La prima notizia, professore, è che Daesh ha rivendicato gli attentati. Cosa significa?

Questi attentati, fin dall’inizio, sono stati difficili da capire perché non ci sono nella storia dello Sri Lanka casi di opposizione tra musulmani e cattolici. Un Paese che certamente ha conosciuto negli anni passati momenti di violenza ma non è mai stata una violenza propriamente religiosa. Pertanto risulta difficile capire perché e per quale ragione dei musulmani singalesi abbiano colpito assemblee di cristiani. Per questo l’inchiesta si è orientata fin da subito verso persone che probabilmente sono entrate in contatto con Daesh in paesi del Golfo Persico dove erano andate a lavorare, soprattutto come operai, e dove hanno avuto accesso a reti di attivisti radicali provenienti da Indonesia, Filippine, Maldive e Pakistan.

L’altra notizia è che gli attentati sono stati compiuti per vendicare gli attacchi contro le moschee in Nuova Zelanda. Perché allora colpire in Sri Lanka?
Mi sembra francamente una motivazione costruita dopo. Non mi sembra davvero una ragione sufficiente. Probabilmente ha potuto contribuire ma di per sé non è sufficiente. Perché lo Sri Lanka? Penso che una delle ragioni risieda nel fatto che è un Paese che sta vivendo una situazione politica molto difficile, con un governo che si è molto indebolito da novembre scorso ed è pertanto diventato un obiettivo facile da colpire per operazioni di destabilizzazione.

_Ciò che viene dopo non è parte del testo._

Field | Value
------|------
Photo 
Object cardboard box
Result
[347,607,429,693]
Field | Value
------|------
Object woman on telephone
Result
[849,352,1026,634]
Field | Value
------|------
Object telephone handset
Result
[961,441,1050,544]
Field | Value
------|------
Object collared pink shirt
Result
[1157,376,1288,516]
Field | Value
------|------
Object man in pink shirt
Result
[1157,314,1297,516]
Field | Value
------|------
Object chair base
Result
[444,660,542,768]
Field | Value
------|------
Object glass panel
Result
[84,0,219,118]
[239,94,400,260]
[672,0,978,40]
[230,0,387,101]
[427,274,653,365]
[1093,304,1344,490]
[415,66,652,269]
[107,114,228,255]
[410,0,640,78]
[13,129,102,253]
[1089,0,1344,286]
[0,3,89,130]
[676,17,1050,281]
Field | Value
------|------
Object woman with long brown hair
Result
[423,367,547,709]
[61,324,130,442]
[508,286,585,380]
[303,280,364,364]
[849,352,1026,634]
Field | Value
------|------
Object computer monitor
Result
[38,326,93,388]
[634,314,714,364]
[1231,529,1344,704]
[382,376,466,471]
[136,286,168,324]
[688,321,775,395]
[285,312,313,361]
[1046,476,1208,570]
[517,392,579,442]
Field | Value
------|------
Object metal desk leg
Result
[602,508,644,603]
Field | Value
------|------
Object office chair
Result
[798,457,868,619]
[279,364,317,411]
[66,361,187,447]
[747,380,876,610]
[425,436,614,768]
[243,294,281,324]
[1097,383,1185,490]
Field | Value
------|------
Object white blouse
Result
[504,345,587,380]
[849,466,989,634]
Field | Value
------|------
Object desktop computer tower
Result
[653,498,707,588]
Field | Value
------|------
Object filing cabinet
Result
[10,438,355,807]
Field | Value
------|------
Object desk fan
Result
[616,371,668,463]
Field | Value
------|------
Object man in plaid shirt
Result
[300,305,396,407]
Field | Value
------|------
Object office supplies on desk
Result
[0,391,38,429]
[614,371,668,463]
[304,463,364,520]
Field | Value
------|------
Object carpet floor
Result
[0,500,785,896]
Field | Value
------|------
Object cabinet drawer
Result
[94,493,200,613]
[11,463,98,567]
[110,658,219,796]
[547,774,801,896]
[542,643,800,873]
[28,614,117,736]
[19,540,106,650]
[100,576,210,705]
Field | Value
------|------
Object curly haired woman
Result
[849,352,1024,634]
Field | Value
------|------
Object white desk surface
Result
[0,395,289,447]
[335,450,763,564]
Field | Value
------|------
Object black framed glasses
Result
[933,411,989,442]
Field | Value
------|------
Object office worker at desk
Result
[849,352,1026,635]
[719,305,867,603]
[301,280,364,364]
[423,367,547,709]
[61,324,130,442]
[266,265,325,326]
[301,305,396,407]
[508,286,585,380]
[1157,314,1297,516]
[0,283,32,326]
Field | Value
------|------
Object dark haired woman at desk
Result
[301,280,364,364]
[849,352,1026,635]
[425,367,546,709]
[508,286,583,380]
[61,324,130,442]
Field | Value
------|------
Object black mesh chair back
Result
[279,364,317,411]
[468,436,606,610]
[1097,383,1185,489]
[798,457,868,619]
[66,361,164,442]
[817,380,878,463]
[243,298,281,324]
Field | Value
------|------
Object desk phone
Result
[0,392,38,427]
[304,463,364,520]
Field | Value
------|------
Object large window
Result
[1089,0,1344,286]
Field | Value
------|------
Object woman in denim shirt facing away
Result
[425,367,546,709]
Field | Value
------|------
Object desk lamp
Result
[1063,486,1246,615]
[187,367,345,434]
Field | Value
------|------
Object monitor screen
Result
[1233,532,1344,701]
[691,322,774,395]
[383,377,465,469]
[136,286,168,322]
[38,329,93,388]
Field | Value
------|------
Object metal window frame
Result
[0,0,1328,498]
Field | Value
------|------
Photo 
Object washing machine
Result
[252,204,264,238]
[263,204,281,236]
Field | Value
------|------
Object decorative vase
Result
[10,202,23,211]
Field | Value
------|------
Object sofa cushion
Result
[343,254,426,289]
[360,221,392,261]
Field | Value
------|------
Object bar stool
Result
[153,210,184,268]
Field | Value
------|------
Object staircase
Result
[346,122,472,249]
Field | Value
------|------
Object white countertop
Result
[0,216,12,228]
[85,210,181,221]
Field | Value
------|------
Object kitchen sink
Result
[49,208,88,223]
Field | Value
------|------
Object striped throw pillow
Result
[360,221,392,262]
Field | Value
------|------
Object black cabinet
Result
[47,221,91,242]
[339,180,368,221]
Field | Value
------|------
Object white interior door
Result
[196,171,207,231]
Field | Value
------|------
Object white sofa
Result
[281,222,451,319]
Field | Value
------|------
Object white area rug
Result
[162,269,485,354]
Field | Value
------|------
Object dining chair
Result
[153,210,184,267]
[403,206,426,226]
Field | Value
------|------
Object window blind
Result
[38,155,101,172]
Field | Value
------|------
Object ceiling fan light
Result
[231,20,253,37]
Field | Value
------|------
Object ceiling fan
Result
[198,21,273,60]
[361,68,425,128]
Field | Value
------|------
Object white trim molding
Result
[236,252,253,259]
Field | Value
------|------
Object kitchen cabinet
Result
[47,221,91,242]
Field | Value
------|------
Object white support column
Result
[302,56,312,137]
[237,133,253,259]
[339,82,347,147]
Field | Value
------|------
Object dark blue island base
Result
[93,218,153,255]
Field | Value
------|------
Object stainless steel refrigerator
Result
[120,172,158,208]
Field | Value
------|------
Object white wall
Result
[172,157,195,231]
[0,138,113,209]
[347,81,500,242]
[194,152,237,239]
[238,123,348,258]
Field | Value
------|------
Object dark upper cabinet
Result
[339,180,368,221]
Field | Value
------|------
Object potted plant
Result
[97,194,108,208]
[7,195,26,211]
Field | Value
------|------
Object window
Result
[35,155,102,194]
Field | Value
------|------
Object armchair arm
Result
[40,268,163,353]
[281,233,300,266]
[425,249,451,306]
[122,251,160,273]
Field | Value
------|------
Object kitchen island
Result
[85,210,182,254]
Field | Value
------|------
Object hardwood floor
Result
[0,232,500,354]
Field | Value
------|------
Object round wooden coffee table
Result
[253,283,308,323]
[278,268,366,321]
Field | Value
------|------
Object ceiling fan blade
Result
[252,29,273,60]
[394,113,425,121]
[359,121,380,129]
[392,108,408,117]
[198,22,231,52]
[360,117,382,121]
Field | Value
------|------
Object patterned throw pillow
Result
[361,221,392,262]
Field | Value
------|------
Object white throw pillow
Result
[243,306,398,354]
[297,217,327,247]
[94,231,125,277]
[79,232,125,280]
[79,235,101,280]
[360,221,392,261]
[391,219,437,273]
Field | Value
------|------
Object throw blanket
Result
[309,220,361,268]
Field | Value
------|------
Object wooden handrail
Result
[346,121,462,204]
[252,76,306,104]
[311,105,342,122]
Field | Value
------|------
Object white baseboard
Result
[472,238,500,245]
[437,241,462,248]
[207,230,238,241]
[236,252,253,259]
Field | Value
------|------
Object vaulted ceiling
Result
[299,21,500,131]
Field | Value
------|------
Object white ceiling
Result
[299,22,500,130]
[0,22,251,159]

L’arcivescovo di Colombo ha protestato contro il sistema di sicurezza che non ha funzionato. Lei cosa pensa?
In effetti, le intelligence indiane e americane hanno avuto informazioni che sono state trasmesse alle autorità locali dieci giorni prima gli attentati. Il presidente e il primo ministro ora si scaricano a vicenda questa responsabilità ma è chiaro che il meccanismo di protezione si è inceppato e l’informazione non è circolata. E questa è una ragione in più per cui gli attentati hanno potuto realizzarsi.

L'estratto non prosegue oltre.